The show transforms into a stylish nightmare, grounded in the real, physical as well as subconscious messiness at the intersection of science and motherhood and sisterhood and technology and money and morality, whenever the Mantles are alone (separately or together). Yet “Dead Ringers” is smartest, and often devilishly funny, in its many table-side conversations in Rebecca’s rarefied world. Whether they’re set at a trendy Manhattan restaurant or the dining room of a Southern mansion, these scenes plausibly give voice to all sides of debates at the cutting edge of maternal medicine. Too rich or high on their own delusions to bite their tongues, the Parkers (pharmaceutical billionaires) and their friends say all the quiet parts aloud about abortion rights, experimentation without patient consent, and unequal access to quality care. The outrageous dinner sequence also gives us a peek inside the morally questionable world of ‘Big Pharma’ and how easily the devastating effects of America’s opioid epidemic is justified in the name of profit.
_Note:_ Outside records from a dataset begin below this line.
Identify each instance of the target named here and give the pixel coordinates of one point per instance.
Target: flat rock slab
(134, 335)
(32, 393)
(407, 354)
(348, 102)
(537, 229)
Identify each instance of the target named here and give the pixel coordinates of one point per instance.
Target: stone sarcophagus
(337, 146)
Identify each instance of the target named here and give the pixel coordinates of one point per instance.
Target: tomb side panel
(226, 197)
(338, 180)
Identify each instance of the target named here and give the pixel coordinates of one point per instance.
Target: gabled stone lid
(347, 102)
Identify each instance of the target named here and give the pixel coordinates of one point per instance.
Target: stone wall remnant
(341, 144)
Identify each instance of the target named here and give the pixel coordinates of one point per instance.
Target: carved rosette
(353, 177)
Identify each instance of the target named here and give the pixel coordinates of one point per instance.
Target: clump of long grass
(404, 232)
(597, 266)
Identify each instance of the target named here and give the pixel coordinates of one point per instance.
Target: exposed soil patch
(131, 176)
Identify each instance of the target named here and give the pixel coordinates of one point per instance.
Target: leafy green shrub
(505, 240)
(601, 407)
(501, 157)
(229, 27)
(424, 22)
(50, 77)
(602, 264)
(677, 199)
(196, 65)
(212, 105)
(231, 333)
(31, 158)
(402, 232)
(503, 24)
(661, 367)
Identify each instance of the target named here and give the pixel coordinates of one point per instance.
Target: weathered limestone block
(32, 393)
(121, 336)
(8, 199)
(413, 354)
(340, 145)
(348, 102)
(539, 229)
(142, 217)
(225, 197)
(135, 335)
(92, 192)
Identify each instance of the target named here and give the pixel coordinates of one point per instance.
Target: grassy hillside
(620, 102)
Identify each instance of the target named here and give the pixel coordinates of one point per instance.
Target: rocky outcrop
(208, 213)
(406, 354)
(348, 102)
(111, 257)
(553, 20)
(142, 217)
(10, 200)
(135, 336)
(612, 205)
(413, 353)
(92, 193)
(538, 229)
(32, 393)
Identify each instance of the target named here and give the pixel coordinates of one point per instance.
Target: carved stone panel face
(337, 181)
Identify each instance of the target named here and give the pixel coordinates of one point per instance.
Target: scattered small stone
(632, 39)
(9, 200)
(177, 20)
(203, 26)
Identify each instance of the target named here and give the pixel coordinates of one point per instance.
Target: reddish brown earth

While not for the faint of heart, overall, this is an extraordinary series, one that—like Lady Macbeth and too few examples of streaming-era horror TV—locates subtlety, humour, beauty, and the contradictions of womanhood in the most operatically unhinged of stories. Birch fleshes out “Dead Ringers” by widening its thematic scope and injecting a brand of delivery-room realism that heightens its shock value. You’ll never look at a sonogram the same way again.